Integration of annotation results

Cross-analysis of the information obtained for genes and TEs as short repeats was integrated into ARTEMIS [61].

Sequence analysis

Multiple alignments

Identification of conserved domains was performed based on multiple alignments (clustalw, [62]) on translated SPA CDS (identified from the sequence annotation procedure).

Phylogeny analysis

The phylogenetic analysis was performed using Neighbor-joining method with clustalx alignment of protein sequences with 1 000 repetition bootstraps. The BLOSUM 62 matrix was chosen for substitution identification. The sequence divergence datation was performed based on the rate of nonsynonymous (Ka) vs. synonymous (Ks) substitutions calculated with MEGA-3 [63]. The average substitution rate (r) of 6.5 × 10-9 substitutions per synonymous site per year for grasses was used to calibrate the ages of the considered gene ([64, 65]. The time (T) since gene insertion was estimated using the formula T = Ks/r.

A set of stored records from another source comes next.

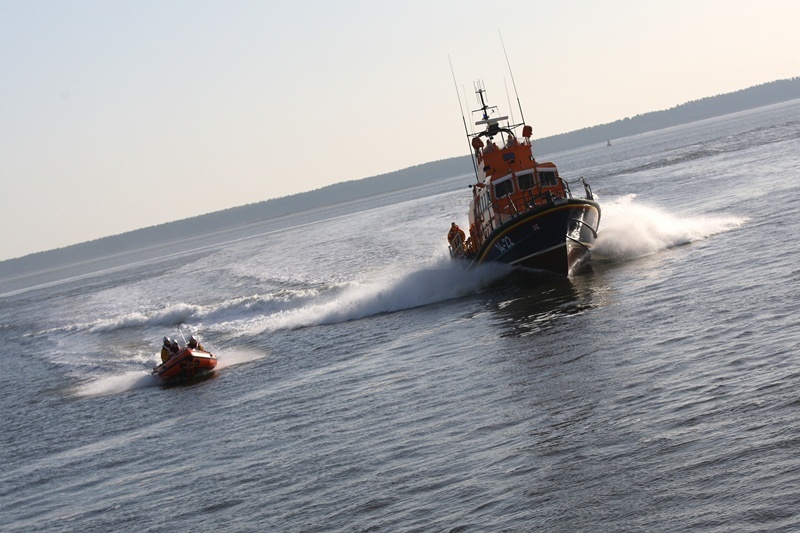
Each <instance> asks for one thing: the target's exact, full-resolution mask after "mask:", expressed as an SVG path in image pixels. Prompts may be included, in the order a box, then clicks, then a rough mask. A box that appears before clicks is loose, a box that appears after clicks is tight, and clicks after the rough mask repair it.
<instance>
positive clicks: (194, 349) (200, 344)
mask: <svg viewBox="0 0 800 533" xmlns="http://www.w3.org/2000/svg"><path fill="white" fill-rule="evenodd" d="M186 346H187V347H189V348H191V349H192V350H200V351H201V352H205V349H203V345H202V344H200V343H199V342H198V341H197V339H196V338H195V337H194V335H192V336H191V337H189V342H188V343H187V344H186Z"/></svg>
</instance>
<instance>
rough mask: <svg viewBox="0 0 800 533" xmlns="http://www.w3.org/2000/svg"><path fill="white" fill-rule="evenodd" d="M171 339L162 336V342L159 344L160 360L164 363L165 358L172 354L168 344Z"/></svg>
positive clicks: (170, 356) (168, 344)
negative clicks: (160, 353) (161, 342)
mask: <svg viewBox="0 0 800 533" xmlns="http://www.w3.org/2000/svg"><path fill="white" fill-rule="evenodd" d="M171 344H172V341H171V340H170V338H169V337H164V344H163V345H162V346H161V362H162V363H166V362H167V360H168V359H169V358H170V357H171V356H172V350H171V349H170V345H171Z"/></svg>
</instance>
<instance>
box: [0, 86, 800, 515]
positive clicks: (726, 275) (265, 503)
mask: <svg viewBox="0 0 800 533" xmlns="http://www.w3.org/2000/svg"><path fill="white" fill-rule="evenodd" d="M605 144H606V143H605V142H603V143H601V144H598V145H597V146H591V147H585V148H581V149H576V150H572V151H568V152H562V153H558V154H549V155H541V156H540V157H539V159H540V160H547V159H552V160H553V161H554V162H555V163H557V164H558V165H559V167H560V170H561V173H562V175H564V176H565V177H567V178H568V179H577V178H578V177H580V176H584V177H585V178H586V179H587V180H588V181H589V182H590V183H591V184H592V186H593V188H594V191H595V193H596V195H597V197H598V198H599V200H600V202H601V205H602V207H603V214H602V220H601V223H600V228H601V229H600V233H599V237H598V240H597V243H596V247H595V250H594V254H593V259H592V262H591V265H590V267H589V268H587V269H584V270H583V271H581V272H579V273H577V274H576V275H575V276H573V277H572V278H570V279H563V278H559V277H556V276H552V275H548V274H546V273H541V272H530V271H528V272H518V271H511V270H509V269H508V268H507V267H503V266H498V265H487V266H486V267H484V268H480V269H476V270H470V271H464V270H463V269H461V268H458V267H456V266H454V265H452V264H450V261H449V259H448V256H447V243H446V240H445V235H446V233H447V230H448V228H449V225H450V222H452V221H456V222H458V223H460V224H466V210H467V205H468V198H469V190H468V189H467V185H469V183H471V181H472V179H474V178H471V177H470V176H463V177H457V178H455V179H451V180H447V181H445V182H439V183H437V184H436V185H432V186H431V187H429V188H421V189H415V190H414V191H410V192H409V193H407V194H398V195H393V196H389V197H383V198H380V199H377V200H376V199H370V200H364V201H359V202H354V203H350V204H347V205H344V206H338V207H337V206H334V207H331V208H327V209H321V210H317V211H314V212H310V213H300V214H297V215H295V216H293V217H287V218H285V219H281V220H277V221H276V220H272V221H269V220H268V221H264V222H263V223H259V224H253V225H251V226H248V227H247V228H243V229H242V228H240V229H238V230H237V231H235V232H230V233H229V234H223V235H220V234H215V235H213V236H208V238H207V239H205V240H204V239H199V240H194V241H191V242H185V243H174V245H173V246H170V247H164V248H163V249H162V250H158V251H157V252H158V253H154V252H153V250H149V251H147V252H144V251H143V252H140V253H138V255H137V254H136V253H133V254H129V255H127V256H125V257H124V258H122V259H120V258H106V259H103V260H98V261H95V262H94V263H91V262H90V263H88V264H84V265H81V266H80V267H79V268H68V269H67V268H65V269H61V270H59V269H55V270H53V271H51V272H49V273H47V274H46V275H40V276H38V277H37V276H30V277H27V278H25V277H23V278H18V279H13V280H12V279H6V280H0V348H2V363H3V371H2V372H0V386H1V387H2V390H3V394H2V395H0V407H1V408H2V430H1V431H0V464H2V466H3V468H2V470H0V529H2V530H4V531H37V530H42V531H44V530H46V531H74V530H81V531H113V530H135V531H213V530H220V529H222V530H226V531H366V530H370V531H405V530H421V531H451V530H454V531H499V530H509V531H525V530H555V531H579V530H617V531H619V530H626V531H637V530H639V531H643V530H646V531H658V530H669V531H675V530H679V531H687V530H702V531H731V530H736V531H750V530H758V531H766V530H768V531H780V530H785V531H789V530H797V529H798V528H800V459H798V455H800V361H798V357H797V356H798V352H800V328H799V327H798V319H797V316H798V312H799V311H800V304H798V302H797V284H798V281H800V267H798V266H797V261H796V258H797V256H798V252H800V244H798V240H797V238H796V237H797V235H798V231H800V213H798V200H799V199H800V195H798V189H797V182H798V179H800V170H798V169H800V101H793V102H789V103H785V104H779V105H775V106H770V107H765V108H761V109H758V110H753V111H747V112H742V113H738V114H735V115H729V116H726V117H721V118H717V119H712V120H706V121H703V122H698V123H694V124H689V125H685V126H679V127H674V128H670V129H668V130H662V131H658V132H653V133H648V134H644V135H639V136H635V137H630V138H625V139H612V144H613V146H610V147H608V146H606V145H605ZM181 334H183V335H186V336H188V335H189V334H195V335H197V336H199V337H200V338H201V341H202V342H203V344H204V345H205V346H206V347H207V348H208V349H210V350H211V351H213V352H214V353H216V354H217V355H218V356H219V360H220V365H219V367H218V371H217V372H216V373H215V374H214V375H213V376H212V377H211V378H209V379H206V380H203V381H199V382H196V383H191V384H186V385H179V386H165V385H164V384H162V383H161V382H160V381H159V380H158V379H156V378H154V377H153V376H151V375H150V371H151V369H152V368H153V367H154V366H155V365H156V364H157V362H158V350H159V348H160V342H161V338H162V337H163V336H164V335H168V336H171V337H177V338H179V339H180V335H181Z"/></svg>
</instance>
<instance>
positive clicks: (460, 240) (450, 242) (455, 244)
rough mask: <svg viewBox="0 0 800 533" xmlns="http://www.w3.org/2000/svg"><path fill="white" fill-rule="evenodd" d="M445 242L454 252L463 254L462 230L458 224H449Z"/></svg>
mask: <svg viewBox="0 0 800 533" xmlns="http://www.w3.org/2000/svg"><path fill="white" fill-rule="evenodd" d="M447 242H449V243H450V248H452V249H453V251H454V252H457V253H459V254H460V255H463V253H464V230H462V229H461V228H459V227H458V224H456V223H455V222H453V223H452V224H450V231H449V232H448V233H447Z"/></svg>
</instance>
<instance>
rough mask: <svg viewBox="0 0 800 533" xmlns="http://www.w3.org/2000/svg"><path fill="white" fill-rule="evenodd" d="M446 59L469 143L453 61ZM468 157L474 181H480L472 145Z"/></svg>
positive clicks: (466, 134) (458, 105)
mask: <svg viewBox="0 0 800 533" xmlns="http://www.w3.org/2000/svg"><path fill="white" fill-rule="evenodd" d="M447 60H448V61H449V62H450V73H451V74H452V75H453V85H454V86H455V88H456V96H457V97H458V110H459V111H461V121H462V122H463V123H464V133H465V134H466V136H467V144H468V145H469V137H470V134H469V129H468V128H467V119H466V118H465V117H464V106H462V105H461V95H460V94H458V83H457V82H456V72H455V70H453V61H452V60H451V59H450V56H449V55H448V56H447ZM469 158H470V161H472V170H473V171H474V172H475V181H476V182H478V183H480V181H481V178H480V176H478V164H477V163H476V162H475V157H474V156H473V155H472V145H470V150H469Z"/></svg>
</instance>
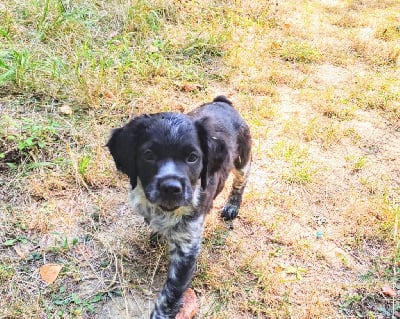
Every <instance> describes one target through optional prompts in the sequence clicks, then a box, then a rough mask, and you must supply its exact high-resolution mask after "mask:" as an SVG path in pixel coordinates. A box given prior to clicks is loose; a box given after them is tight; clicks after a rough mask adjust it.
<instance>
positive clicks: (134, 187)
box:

Determination retrotransposons insertion dates

Full-length retrotransposons were analysed by comparing their 5' and 3' LTR sequences in order to date their insertion time [65] based on the assumption that the two LTRs of a single element are identical at the time of insertion. The two LTRs were aligned and the number of transition and transversion mutation were counted. The insertion times were dated using the Kimura parameter method (K2P, [66]) and a mutation rate of 6.5 × 10-9 substitutions per synonymous site per year [64]. The time (T) since element insertion was estimated using the formula T = K2P/2r.